The Clash is the eponymous debut studio album by English punk rock band The Clash. It was released in April 1977, it shook the UK music industry to the core and after that everything changed.  Most of the album was conceived on the 18th floor of a council high rise in London in a flat that was rented by Mick Jones’ grandmother.  The album was recorded in just 3 weekend sessions and by the third of these sessions the album was recorded and mixed to completion. Fast work for something that was to change the music world.

As you might expect for something put together so quickly in a council flat the mix isn’y perfect, the sound isn’t flawless, it is raw and with all its imperfections it is as close as you can get nowadays to hearing the Clash play live.  At the time of release the 16 year old me simply categorised the album as punk rock.  The much older and more musically educated me now recognises the diversity of influences that combined to make this album an essential cut.  It is one of those rare albums that doesn’t have a bad track on it.  Only the sound quality and the lack of variety of mood stop it from being one of my top 10.

As a 16 year old this album really spoke to my heart.  It was raw and angry, anger at the class system, anger at politicians and the political elite, anger at inequality, anger at unemployment, anger at racial problems, anger at teenage alienation, anger for anger’s sake, even (“Hate And War”). The fact that these young guys were standing up and shouting about this stuff spoke to a whole generation and gave birth to a generation of youths and indeed bands who cared about the world and were not prepared to sit back and take everything at face value just because that was how it had always been!

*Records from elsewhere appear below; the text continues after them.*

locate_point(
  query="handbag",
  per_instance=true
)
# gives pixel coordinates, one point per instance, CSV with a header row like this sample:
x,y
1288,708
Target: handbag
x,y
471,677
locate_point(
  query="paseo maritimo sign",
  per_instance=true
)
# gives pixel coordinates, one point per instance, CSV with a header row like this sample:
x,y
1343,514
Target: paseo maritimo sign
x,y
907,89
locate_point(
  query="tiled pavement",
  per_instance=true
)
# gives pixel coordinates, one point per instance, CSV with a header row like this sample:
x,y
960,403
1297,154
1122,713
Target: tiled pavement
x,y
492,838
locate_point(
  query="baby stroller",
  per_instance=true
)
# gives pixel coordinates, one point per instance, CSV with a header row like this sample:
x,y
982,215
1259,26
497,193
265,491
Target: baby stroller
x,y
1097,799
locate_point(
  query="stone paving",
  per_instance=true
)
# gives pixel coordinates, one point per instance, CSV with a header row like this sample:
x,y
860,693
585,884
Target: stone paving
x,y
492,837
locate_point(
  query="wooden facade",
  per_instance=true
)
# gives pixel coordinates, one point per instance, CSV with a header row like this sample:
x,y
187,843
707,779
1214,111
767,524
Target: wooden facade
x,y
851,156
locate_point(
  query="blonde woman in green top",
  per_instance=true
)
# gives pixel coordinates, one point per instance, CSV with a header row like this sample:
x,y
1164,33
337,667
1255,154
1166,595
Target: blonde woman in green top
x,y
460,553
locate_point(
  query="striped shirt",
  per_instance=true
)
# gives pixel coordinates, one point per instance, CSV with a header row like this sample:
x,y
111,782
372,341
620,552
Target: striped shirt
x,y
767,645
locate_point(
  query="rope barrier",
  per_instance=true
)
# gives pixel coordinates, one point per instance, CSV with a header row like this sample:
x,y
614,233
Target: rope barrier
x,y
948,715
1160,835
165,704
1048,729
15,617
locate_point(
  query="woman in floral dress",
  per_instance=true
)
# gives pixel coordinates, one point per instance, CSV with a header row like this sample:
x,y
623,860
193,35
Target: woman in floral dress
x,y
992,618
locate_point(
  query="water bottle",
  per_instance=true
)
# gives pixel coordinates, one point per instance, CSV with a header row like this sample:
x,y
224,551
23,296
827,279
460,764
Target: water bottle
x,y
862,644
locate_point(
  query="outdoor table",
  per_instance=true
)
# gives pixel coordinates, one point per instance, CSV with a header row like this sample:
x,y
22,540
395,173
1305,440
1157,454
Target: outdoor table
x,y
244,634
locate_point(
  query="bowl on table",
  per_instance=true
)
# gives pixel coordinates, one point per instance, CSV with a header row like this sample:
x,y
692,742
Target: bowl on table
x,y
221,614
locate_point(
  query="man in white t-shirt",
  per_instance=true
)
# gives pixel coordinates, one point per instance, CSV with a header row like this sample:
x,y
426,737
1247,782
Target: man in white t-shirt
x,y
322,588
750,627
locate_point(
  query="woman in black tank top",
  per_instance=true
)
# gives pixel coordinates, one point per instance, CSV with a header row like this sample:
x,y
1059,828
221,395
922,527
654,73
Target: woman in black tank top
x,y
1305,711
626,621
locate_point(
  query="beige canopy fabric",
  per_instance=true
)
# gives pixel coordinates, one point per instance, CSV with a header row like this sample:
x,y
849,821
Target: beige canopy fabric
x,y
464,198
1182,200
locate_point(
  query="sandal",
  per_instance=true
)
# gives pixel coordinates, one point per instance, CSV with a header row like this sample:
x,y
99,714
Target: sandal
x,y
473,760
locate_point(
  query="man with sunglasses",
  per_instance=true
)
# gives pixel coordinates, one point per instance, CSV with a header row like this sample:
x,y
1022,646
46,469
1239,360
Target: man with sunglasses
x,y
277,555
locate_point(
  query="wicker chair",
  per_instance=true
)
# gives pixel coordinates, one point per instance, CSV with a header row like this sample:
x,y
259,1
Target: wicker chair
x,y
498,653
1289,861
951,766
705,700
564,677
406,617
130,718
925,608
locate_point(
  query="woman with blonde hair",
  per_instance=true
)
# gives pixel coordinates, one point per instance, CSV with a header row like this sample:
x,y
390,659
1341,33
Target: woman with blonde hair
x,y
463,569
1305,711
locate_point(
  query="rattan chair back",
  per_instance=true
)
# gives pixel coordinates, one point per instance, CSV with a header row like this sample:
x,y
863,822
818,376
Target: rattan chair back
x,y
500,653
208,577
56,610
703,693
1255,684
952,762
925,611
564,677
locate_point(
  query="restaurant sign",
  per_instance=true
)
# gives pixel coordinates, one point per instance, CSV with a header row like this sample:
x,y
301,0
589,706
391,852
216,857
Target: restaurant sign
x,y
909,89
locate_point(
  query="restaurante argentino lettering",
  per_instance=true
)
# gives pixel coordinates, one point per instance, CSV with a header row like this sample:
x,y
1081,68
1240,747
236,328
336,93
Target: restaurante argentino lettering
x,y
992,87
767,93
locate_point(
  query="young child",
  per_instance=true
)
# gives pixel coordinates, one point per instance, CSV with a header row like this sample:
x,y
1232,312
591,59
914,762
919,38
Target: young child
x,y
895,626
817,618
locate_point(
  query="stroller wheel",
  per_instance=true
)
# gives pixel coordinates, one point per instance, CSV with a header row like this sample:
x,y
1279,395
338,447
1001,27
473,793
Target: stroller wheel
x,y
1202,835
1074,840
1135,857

The 1977 version of the album was seen as too raw for the American market and a new version was launched in 1979 which had a few of the weaker tracks cut and some of the clashes best ever songs added, “Clash City Rockers”,  “I Fought The Law” and “White Man In Hammersmith Palais” were amongst the newly added track.  The latter is one of my all time favourite songs by anyone and a remarkably astute social commentary it most definitely is.

Frontman Joe Strummer’ lyrics were often hard to understand as he growls and snarls his way through the songs,  you had to listen over and over if you wanted to sing along and this no doubt added to the allure of the record, especially when you parents were yell from downstairs “turn down that bloody racket”.  You don’t have to understand the words to feel the anger and the vibe though.  The bass lines resonate deep down in your gut and Jones wields his axe like a demented lumberjack on speed.    The album is a treasure trove of great track with Janie jones, I’m so bored with the USA’, White Riot, Hate and War, Police & Thieves, Garageland and Career Opportunities all being classics.  If you don’t already own this album then shame on you.  Go buy it today!